Apical buds and adjacent leaves on the apical buds with no pests were collected on day (d) 30, 50, 70, 90, 110, and 130 after flowering in 2017. Plant materials were brought back to the laboratory in an ice box, cleaned, and wiped dry. The samples were oven-dried at 105 °C for 20 min, and then at 80 °C until they reached constant weight. The dried samples were ground to pass through a 60 mesh (diameter 0.25 mm) nylon sieve. Three replicates per sample were prepared and analyzed. The total nitrogen (N), phosphorus (P), and potassium (K) contents were determined as described previously [48].

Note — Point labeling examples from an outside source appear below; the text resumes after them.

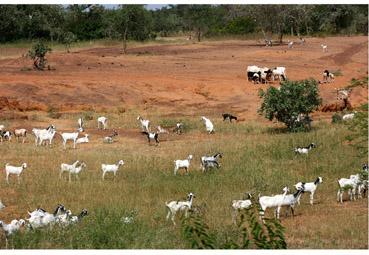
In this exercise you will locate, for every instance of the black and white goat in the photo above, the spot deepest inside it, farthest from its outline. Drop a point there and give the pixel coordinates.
(175, 206)
(229, 116)
(210, 162)
(309, 187)
(304, 150)
(151, 137)
(109, 138)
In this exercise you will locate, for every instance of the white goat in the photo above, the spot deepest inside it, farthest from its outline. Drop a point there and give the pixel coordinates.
(309, 187)
(83, 139)
(162, 130)
(175, 206)
(272, 201)
(182, 164)
(346, 184)
(279, 72)
(324, 47)
(102, 121)
(145, 124)
(17, 170)
(46, 135)
(11, 228)
(348, 116)
(239, 205)
(304, 150)
(69, 136)
(212, 161)
(75, 169)
(41, 218)
(111, 168)
(80, 124)
(208, 124)
(20, 133)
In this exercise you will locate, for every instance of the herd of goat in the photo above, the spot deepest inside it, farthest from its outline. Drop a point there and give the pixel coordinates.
(39, 218)
(355, 185)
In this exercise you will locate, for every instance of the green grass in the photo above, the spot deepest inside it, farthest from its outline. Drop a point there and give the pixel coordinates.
(256, 158)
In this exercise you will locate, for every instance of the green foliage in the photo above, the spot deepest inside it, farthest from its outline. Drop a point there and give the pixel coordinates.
(293, 98)
(68, 39)
(359, 130)
(38, 54)
(336, 118)
(251, 233)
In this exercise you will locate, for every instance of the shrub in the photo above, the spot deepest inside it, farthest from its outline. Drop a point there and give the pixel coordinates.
(293, 98)
(38, 54)
(252, 233)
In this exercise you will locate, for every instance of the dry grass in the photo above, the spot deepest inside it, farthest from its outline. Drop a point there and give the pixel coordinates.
(256, 158)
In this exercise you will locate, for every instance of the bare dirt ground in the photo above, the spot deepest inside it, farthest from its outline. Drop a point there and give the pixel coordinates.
(177, 78)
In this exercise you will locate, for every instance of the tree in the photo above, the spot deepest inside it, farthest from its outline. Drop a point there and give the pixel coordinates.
(292, 99)
(133, 22)
(38, 54)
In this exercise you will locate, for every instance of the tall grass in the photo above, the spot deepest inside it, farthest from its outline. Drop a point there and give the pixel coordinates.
(256, 158)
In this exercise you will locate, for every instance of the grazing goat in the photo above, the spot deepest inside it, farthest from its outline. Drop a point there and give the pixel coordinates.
(11, 228)
(41, 218)
(327, 76)
(175, 206)
(17, 170)
(83, 139)
(179, 128)
(346, 184)
(229, 116)
(304, 150)
(309, 187)
(279, 72)
(272, 201)
(162, 130)
(210, 162)
(145, 124)
(182, 164)
(80, 125)
(111, 168)
(109, 139)
(152, 136)
(102, 121)
(208, 124)
(69, 136)
(324, 47)
(45, 134)
(348, 116)
(37, 132)
(5, 135)
(290, 44)
(75, 169)
(20, 133)
(239, 205)
(290, 200)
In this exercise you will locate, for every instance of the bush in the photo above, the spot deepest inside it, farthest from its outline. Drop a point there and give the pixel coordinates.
(38, 54)
(292, 99)
(251, 233)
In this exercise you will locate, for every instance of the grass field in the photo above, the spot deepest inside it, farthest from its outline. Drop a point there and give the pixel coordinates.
(256, 157)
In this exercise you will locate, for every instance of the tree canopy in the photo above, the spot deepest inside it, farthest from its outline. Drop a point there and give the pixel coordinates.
(85, 22)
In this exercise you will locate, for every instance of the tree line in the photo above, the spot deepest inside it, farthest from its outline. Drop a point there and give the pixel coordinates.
(134, 22)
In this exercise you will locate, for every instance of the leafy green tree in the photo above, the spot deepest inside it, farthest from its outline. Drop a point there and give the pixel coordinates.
(133, 22)
(38, 54)
(293, 98)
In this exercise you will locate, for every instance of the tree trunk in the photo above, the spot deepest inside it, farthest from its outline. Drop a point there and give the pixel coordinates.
(125, 40)
(198, 34)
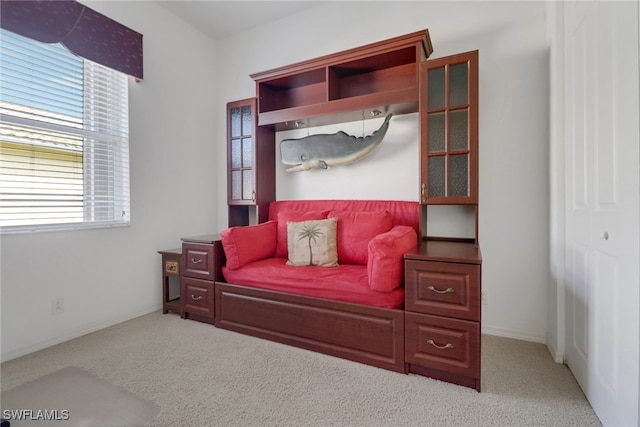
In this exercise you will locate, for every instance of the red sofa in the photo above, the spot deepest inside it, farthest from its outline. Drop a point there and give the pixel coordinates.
(354, 310)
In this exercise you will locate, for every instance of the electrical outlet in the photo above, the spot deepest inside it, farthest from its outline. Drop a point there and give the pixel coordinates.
(57, 306)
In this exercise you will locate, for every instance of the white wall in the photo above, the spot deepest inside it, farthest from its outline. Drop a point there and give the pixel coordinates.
(514, 130)
(110, 275)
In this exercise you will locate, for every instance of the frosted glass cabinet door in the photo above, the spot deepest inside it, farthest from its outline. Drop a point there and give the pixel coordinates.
(449, 129)
(241, 152)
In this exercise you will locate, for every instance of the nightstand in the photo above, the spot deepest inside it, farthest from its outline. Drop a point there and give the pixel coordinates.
(171, 269)
(442, 311)
(202, 260)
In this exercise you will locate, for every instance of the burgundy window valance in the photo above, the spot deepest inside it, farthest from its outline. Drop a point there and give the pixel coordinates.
(82, 30)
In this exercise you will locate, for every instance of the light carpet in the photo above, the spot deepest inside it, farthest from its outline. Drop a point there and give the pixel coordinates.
(72, 397)
(203, 376)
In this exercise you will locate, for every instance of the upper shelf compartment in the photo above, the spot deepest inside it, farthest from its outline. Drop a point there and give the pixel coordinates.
(344, 86)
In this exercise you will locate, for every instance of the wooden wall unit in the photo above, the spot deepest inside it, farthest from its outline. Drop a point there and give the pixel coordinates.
(442, 315)
(344, 86)
(251, 156)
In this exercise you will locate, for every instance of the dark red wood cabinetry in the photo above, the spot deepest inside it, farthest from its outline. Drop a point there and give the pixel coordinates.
(442, 316)
(250, 163)
(442, 311)
(202, 261)
(344, 86)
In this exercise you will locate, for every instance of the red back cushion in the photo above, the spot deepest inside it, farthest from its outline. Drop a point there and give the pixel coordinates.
(243, 245)
(385, 267)
(293, 216)
(355, 231)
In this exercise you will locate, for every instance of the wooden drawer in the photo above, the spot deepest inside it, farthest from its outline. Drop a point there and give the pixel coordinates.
(443, 288)
(444, 344)
(198, 260)
(198, 296)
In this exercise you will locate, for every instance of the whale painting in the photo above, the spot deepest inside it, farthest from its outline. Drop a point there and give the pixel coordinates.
(325, 150)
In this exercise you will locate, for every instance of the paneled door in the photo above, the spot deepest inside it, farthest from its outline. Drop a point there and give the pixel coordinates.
(602, 205)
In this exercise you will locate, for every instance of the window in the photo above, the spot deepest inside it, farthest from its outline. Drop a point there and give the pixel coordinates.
(64, 139)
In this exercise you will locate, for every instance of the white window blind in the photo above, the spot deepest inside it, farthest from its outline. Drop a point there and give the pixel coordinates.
(64, 139)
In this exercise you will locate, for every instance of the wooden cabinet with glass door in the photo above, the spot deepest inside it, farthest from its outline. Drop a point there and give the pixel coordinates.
(449, 127)
(250, 164)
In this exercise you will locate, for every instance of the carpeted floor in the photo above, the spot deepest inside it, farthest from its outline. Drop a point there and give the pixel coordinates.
(203, 376)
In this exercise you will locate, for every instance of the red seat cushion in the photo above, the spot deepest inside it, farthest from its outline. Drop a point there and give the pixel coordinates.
(355, 231)
(385, 267)
(246, 244)
(347, 282)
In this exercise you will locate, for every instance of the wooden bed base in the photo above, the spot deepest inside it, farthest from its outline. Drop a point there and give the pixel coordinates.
(365, 334)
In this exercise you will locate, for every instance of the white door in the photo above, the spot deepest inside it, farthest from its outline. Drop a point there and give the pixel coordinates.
(602, 276)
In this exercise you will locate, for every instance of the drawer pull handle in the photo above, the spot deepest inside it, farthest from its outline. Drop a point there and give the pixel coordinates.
(440, 347)
(446, 291)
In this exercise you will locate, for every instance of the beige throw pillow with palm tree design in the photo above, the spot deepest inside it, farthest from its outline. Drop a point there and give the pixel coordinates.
(312, 243)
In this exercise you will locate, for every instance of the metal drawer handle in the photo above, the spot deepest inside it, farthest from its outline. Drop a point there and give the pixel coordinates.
(446, 291)
(444, 347)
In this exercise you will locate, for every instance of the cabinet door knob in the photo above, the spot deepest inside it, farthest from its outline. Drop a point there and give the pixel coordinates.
(440, 347)
(446, 291)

4.3. Determination of Soluble Sugar and Starch Contents

Plant materials from the above dates were dried in a baking oven and ground into a powder. A part of each sample (0.3 g) was added to a 10 mL tube. For the soluble sugar determination, 7 mL of 80% ethanol was added to the tube and the mixture was shaken at 70 °C in a water bath for 30 min. The sample was centrifuged at 8000 rpm for 10 min and the supernatant was transferred to a new tube containing 11 mL of 80% ethanol. The mixture was shaken vigorously and then centrifuged. The supernatant was completed to a volume of 20 mL. Finally, the solution was dried, dissolved in ddH₂O, and then mixed with anthrone reagent, according to a previous study [49]. The optical density (OD) was measured at 620 nm [50].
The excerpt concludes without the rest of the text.